When you do an exchange, you might save money on taxes, but you still have the significant transaction fees that all real estate deals incur. So that could easily be 10-15 percent of the sales price — which is a much bigger slice of your equity that is gone, gone, gone due to the transaction.
The basics are simple: Sell one property, sales proceeds are held by a third-party intermediary, buy another property of an equal or higher price. Any taxable gain you would have had to recognize on the sale of the existing property is now deferred until you sell the new property (and it could be deferred indefinitely if you keep doing 1031 exchanges). But don’t forget those transaction fees.
The tough part is that you must identify the property(ies) you plan to purchase within 45 days of selling the first one and close escrow within 180 days. Many people take their own sweet time, and wham: The 45 days go by, the exchange fails, and they pay the taxes!
Make sure to get good quality advice on the rules and regulations way before you start the process to sell the first properties that you plan to exchange.
Hi Professor — I’m considering requiring my existing tenants to carry renters insurance when their lease renews. They’re pressing back a little due to the cost. Any guidance on how to deal with this? Martha M., Cushing, OK
Hi Martha — Renters insurance protects everyone: the tenant, the landlord and people who are guests in the house. It’s pretty inexpensive, generally costing $125-$225 per year for basic coverage.

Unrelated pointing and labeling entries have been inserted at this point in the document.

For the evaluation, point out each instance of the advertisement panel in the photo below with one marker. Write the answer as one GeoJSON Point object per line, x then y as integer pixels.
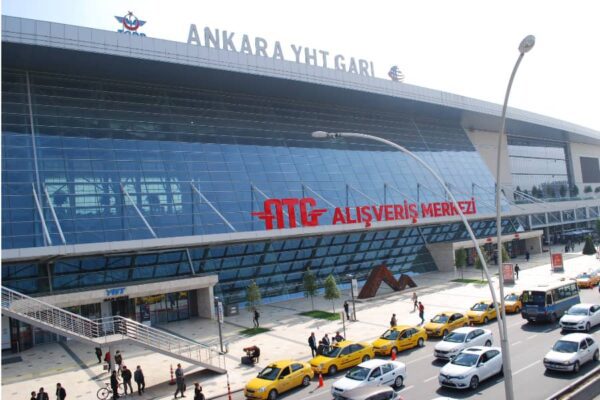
{"type": "Point", "coordinates": [557, 262]}
{"type": "Point", "coordinates": [508, 272]}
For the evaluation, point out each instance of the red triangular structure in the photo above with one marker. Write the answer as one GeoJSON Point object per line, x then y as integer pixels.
{"type": "Point", "coordinates": [382, 274]}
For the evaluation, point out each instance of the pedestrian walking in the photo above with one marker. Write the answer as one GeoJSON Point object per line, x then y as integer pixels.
{"type": "Point", "coordinates": [119, 360]}
{"type": "Point", "coordinates": [126, 375]}
{"type": "Point", "coordinates": [61, 393]}
{"type": "Point", "coordinates": [312, 343]}
{"type": "Point", "coordinates": [42, 395]}
{"type": "Point", "coordinates": [422, 313]}
{"type": "Point", "coordinates": [347, 309]}
{"type": "Point", "coordinates": [198, 395]}
{"type": "Point", "coordinates": [415, 301]}
{"type": "Point", "coordinates": [180, 381]}
{"type": "Point", "coordinates": [114, 384]}
{"type": "Point", "coordinates": [99, 354]}
{"type": "Point", "coordinates": [138, 377]}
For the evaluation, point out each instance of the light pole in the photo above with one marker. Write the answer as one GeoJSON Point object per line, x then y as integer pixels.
{"type": "Point", "coordinates": [526, 44]}
{"type": "Point", "coordinates": [323, 135]}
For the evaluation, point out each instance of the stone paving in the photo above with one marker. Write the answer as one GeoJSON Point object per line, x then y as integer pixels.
{"type": "Point", "coordinates": [75, 365]}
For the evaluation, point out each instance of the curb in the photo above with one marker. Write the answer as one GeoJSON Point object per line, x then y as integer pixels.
{"type": "Point", "coordinates": [573, 385]}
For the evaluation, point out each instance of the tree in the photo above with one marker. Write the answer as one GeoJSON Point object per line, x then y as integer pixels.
{"type": "Point", "coordinates": [253, 296]}
{"type": "Point", "coordinates": [332, 292]}
{"type": "Point", "coordinates": [588, 248]}
{"type": "Point", "coordinates": [309, 284]}
{"type": "Point", "coordinates": [460, 260]}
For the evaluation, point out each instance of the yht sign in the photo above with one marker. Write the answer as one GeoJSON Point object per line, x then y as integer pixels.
{"type": "Point", "coordinates": [291, 212]}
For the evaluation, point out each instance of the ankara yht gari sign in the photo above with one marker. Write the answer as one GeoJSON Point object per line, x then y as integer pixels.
{"type": "Point", "coordinates": [294, 212]}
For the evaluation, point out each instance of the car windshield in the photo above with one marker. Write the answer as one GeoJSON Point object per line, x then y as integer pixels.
{"type": "Point", "coordinates": [479, 307]}
{"type": "Point", "coordinates": [440, 319]}
{"type": "Point", "coordinates": [577, 311]}
{"type": "Point", "coordinates": [454, 337]}
{"type": "Point", "coordinates": [465, 359]}
{"type": "Point", "coordinates": [390, 335]}
{"type": "Point", "coordinates": [358, 373]}
{"type": "Point", "coordinates": [564, 346]}
{"type": "Point", "coordinates": [332, 352]}
{"type": "Point", "coordinates": [534, 297]}
{"type": "Point", "coordinates": [270, 373]}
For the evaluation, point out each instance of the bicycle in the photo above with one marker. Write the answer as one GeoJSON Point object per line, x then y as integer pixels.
{"type": "Point", "coordinates": [105, 393]}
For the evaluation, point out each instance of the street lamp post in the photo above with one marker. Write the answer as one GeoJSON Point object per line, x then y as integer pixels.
{"type": "Point", "coordinates": [526, 44]}
{"type": "Point", "coordinates": [500, 321]}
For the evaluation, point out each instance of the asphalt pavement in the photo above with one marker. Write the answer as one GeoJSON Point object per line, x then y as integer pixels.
{"type": "Point", "coordinates": [528, 344]}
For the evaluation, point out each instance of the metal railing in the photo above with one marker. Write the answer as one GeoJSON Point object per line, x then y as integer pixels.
{"type": "Point", "coordinates": [110, 329]}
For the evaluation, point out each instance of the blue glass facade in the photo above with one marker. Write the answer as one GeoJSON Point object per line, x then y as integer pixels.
{"type": "Point", "coordinates": [89, 143]}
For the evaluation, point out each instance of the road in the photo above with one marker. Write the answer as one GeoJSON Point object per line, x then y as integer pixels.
{"type": "Point", "coordinates": [529, 343]}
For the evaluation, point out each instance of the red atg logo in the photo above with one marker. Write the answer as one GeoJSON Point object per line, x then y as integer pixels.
{"type": "Point", "coordinates": [280, 211]}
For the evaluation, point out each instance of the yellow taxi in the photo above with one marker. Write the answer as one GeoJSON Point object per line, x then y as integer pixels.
{"type": "Point", "coordinates": [445, 322]}
{"type": "Point", "coordinates": [278, 377]}
{"type": "Point", "coordinates": [587, 279]}
{"type": "Point", "coordinates": [512, 303]}
{"type": "Point", "coordinates": [342, 355]}
{"type": "Point", "coordinates": [482, 312]}
{"type": "Point", "coordinates": [399, 337]}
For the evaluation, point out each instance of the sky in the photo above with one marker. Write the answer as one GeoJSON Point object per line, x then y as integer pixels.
{"type": "Point", "coordinates": [465, 47]}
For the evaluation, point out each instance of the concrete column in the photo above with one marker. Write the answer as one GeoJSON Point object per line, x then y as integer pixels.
{"type": "Point", "coordinates": [206, 300]}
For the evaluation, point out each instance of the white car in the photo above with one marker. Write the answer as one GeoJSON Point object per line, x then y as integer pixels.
{"type": "Point", "coordinates": [471, 366]}
{"type": "Point", "coordinates": [374, 372]}
{"type": "Point", "coordinates": [581, 317]}
{"type": "Point", "coordinates": [572, 351]}
{"type": "Point", "coordinates": [462, 338]}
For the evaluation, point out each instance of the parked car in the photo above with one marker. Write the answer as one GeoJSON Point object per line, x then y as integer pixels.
{"type": "Point", "coordinates": [482, 312]}
{"type": "Point", "coordinates": [512, 303]}
{"type": "Point", "coordinates": [400, 337]}
{"type": "Point", "coordinates": [278, 377]}
{"type": "Point", "coordinates": [470, 367]}
{"type": "Point", "coordinates": [342, 355]}
{"type": "Point", "coordinates": [581, 317]}
{"type": "Point", "coordinates": [460, 339]}
{"type": "Point", "coordinates": [375, 372]}
{"type": "Point", "coordinates": [371, 393]}
{"type": "Point", "coordinates": [571, 351]}
{"type": "Point", "coordinates": [445, 322]}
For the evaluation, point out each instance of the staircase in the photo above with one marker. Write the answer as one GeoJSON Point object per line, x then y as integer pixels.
{"type": "Point", "coordinates": [107, 330]}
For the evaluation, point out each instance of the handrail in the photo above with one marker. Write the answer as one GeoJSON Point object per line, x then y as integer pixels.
{"type": "Point", "coordinates": [107, 328]}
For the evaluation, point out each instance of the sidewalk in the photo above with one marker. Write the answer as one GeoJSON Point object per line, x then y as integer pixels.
{"type": "Point", "coordinates": [75, 365]}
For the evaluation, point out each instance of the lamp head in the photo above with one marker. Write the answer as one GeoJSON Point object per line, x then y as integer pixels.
{"type": "Point", "coordinates": [527, 44]}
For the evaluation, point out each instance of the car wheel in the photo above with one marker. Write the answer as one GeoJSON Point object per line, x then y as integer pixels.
{"type": "Point", "coordinates": [474, 382]}
{"type": "Point", "coordinates": [398, 382]}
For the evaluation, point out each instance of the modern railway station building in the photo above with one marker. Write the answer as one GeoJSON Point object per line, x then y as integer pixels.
{"type": "Point", "coordinates": [143, 177]}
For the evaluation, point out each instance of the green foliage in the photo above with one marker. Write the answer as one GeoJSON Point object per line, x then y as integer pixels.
{"type": "Point", "coordinates": [332, 291]}
{"type": "Point", "coordinates": [253, 296]}
{"type": "Point", "coordinates": [309, 283]}
{"type": "Point", "coordinates": [588, 248]}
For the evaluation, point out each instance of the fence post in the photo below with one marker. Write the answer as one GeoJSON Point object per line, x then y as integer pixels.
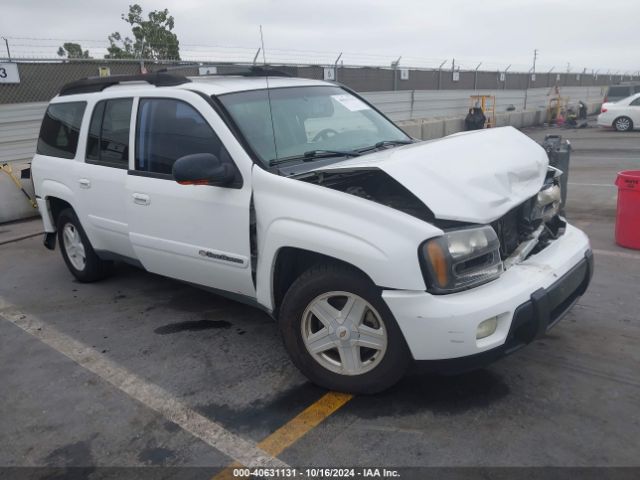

You can explain to them what it covers and why it is worthwhile for them to carry this insurance. It protects their personal property from damages or theft, covers liability in case someone gets hurt at the property and more (check the policy for specifics).
You could also offer to pay for or chip in for the policy for the first year, or longer. It gives you some protection, too. Insurance covers them for losses so they won’t ask you to cover their losses. Note: Even if you are not legally responsible, that doesn’t mean that you wouldn’t be asked to help by the tenant.
You certainly don’t want a good tenant to leave over a couple of hundred dollars, so think it through and do what you need to so your tenant stays in the property for a long time.